Programme

Welcome & Objectives

08:45-09:00

- Course introduction and orientation
- What's at stake by 12 September 2025
- Overview of deliverables: compliance checklist, standards and action plan

Module 1: Understanding the scope and applicability

09:00-10:30

"Does the Data Act apply to us and how?":
- Who is affected: data holders, users, recipients, product manufacturers, data processing service providers (i.e., cloud providers)
- What data is in scope: product (connected devices) data, related services data, non-personal data
- Key definitions and real-world examples
- Interaction with other legislations (e.g., GDPR, ePrivacy Directive, Regulation on Free Flow of Non-Personal Data, Data Governance Act, Digital Market Act, AI Act, DORA, NIS2, Cybersecurity Act, Cyber Resilience Act, etc.)

Quick exercise: role mapping
Participants identify how their organisation is likely classified under the Data Act (e.g. data holder, user, data recipient, product manufacturer, service provider).

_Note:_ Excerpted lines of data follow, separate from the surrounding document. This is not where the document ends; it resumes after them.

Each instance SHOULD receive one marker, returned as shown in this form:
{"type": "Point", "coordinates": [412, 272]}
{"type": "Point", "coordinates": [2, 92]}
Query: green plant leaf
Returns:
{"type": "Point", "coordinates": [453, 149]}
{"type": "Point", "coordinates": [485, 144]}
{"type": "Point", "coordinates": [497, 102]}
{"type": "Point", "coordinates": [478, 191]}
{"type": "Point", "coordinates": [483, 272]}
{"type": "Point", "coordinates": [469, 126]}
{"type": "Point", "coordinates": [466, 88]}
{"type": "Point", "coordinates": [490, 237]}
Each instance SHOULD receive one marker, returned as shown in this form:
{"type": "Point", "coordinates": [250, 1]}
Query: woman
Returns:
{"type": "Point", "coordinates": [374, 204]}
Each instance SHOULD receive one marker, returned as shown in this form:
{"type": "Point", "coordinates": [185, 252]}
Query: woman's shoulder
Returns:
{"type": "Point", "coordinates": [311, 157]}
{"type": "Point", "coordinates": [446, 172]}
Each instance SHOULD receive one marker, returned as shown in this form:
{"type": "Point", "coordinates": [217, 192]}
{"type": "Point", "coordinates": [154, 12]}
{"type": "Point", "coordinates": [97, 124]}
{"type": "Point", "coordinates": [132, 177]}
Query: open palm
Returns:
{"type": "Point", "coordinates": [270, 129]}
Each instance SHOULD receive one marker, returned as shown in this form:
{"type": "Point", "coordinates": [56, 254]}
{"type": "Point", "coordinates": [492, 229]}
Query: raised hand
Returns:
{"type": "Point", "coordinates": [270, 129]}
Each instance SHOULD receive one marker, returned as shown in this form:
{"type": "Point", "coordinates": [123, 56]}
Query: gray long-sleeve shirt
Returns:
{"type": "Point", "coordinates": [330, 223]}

10:30 - 10:45 | Coffee break 

Module 2: Data access, sharing & contractual readiness

10:45-12:15

"How do we share data lawfully and fairly?" 
- User rights: enabling access to data from connected products
- B2B data sharing: transparency, fair, reasonable, and non-discriminatory (FRAND), unfair contract clauses
- Data Holder to User 
- User to Data Recipient 
- Data Holder to Data Recipient
- Data Sharer to Data Recipient

Live Walkthrough: Model Contractual Terms (MCTs) for data sharing
Participants will be walked through Model Contractual Terms (MCTs) for data sharing and how they can be operationalised. 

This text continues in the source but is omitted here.